Madame la Ministre, comment évalue-t-elle le risque que nous devrions à nouveau prendre des mesures plus strictes en automne pour éviter un lockdown ?

Il est trop tôt pour se prononcer avec certitude sur l’évolution de la situation pendant les mois à venir et sur les restrictions à appliquer en automne à partir des données disponibles aujourd’hui.

L’évolution de la situation épidémiologique fait l’objet d’un monitoring systématique et journalier sur base d’une série d’indicateurs clés précis qui sont repris dans une plateforme dédiée mis en place parmi les premières mesures en début de crise. La Cellule de crise effectue par ailleurs une analyse détaillée de ces différents indicateurs lors de sa réunion hebdomadaire et propose, sur base de cette analyse, des mesures et actions aux décideurs.

Madame la Ministre sur quelles données fonde-t-elle son évaluation ?

L’évaluation se fait sur base d’un faisceau d’indicateurs, notamment le nombre de nouvelles infections, le taux d’incidence, le taux de positivité, le taux de reproduction, le taux d’occupation des lits hospitaliers (soins normaux et soins intensifs), l’impact sur la prise en charge extra-hospitalière, l’activité du contact tracing, les tranches d’âges des personnes nouvellement infectées et des personnes hospitalisées, les décès, la situation dans les maisons de soins, le taux de vaccination, l’évolution des variants, la présence du virus dans les eaux usées et la situation dans les autres pays, notamment les pays voisins.

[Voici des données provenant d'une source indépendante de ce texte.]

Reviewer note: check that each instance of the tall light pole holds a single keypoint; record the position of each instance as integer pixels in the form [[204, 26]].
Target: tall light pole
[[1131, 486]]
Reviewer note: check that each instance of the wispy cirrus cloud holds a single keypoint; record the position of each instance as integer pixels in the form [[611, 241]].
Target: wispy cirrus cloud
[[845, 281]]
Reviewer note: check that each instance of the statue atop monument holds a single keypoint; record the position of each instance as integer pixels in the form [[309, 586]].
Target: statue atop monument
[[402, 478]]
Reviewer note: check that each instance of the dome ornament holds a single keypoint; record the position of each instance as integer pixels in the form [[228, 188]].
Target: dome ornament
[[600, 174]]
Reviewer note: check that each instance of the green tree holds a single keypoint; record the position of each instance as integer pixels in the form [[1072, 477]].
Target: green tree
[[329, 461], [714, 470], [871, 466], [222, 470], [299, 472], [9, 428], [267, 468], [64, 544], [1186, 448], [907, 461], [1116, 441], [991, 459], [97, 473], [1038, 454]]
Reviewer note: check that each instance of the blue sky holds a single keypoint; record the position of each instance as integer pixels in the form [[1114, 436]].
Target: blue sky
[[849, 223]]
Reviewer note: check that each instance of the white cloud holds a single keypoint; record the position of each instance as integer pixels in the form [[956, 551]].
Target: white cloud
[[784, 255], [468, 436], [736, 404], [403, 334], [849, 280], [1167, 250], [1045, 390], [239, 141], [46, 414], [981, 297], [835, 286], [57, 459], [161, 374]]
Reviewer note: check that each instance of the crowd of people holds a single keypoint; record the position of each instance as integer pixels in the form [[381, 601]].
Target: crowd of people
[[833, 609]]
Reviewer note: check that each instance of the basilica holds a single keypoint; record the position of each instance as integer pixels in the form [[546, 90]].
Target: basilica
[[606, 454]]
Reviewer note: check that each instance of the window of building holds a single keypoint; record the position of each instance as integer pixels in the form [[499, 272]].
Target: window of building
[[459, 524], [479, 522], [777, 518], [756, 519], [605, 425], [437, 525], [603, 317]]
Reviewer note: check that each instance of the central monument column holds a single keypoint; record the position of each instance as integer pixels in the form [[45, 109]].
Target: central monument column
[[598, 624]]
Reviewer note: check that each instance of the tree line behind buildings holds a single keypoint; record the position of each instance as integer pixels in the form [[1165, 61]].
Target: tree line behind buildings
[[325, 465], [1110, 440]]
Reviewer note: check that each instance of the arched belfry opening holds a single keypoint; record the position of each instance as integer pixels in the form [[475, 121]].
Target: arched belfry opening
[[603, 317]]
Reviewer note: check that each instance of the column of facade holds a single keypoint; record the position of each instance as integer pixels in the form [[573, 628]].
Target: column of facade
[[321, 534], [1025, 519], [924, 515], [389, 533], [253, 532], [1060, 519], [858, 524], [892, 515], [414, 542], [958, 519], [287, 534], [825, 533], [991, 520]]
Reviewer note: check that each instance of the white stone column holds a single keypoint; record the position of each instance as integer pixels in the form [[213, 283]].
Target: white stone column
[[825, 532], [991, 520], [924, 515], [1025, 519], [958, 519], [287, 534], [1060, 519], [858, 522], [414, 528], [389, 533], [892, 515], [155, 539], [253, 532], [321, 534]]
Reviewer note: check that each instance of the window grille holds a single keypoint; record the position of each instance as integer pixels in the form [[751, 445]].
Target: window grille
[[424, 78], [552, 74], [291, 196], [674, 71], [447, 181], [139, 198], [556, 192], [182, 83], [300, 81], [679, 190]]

Y a-t-il actuellement des plans en préparation afin d’être en mesure d’agir de manière appropriée en cas d’une nouvelle vaque d’infection en automne ?

Comme depuis le début de cette crise sanitaire, l’action du gouvernement repose sur un système de monitoring et une gouvernance solide, capable de fonctionner en permanence et de rassembler un ensemble de compétences et d’acteurs indispensables pour assurer un cadre clair et précis pour maîtriser la crise dans toutes ses dimensions.

La stratégie de lutte contre la COVID-19 repose sur une évaluation permanente du risque épidémiologique fondée sur une série d’indicateurs de risque tels que repris ci-dessus et qui permettent une réactivité et une flexibilité à tout moment. L’objectif principal de ces indicateurs est de faciliter l’anticipation, voire d’éviter de nouvelles vagues d’infections et, dans l’hypothèse où une nouvelle vague survenait malgré tout, de la contrôler le plus rapidement et le plus efficacement possible.

Le cadre de référence pour l’évaluation des risques se base tant sur les acquis scientifiques les plus récents que sur l’expérience acquise pendant les vagues précédentes, sur les étapes successives de déconfinement et sur la progression de l’épidémie au cours des derniers mois.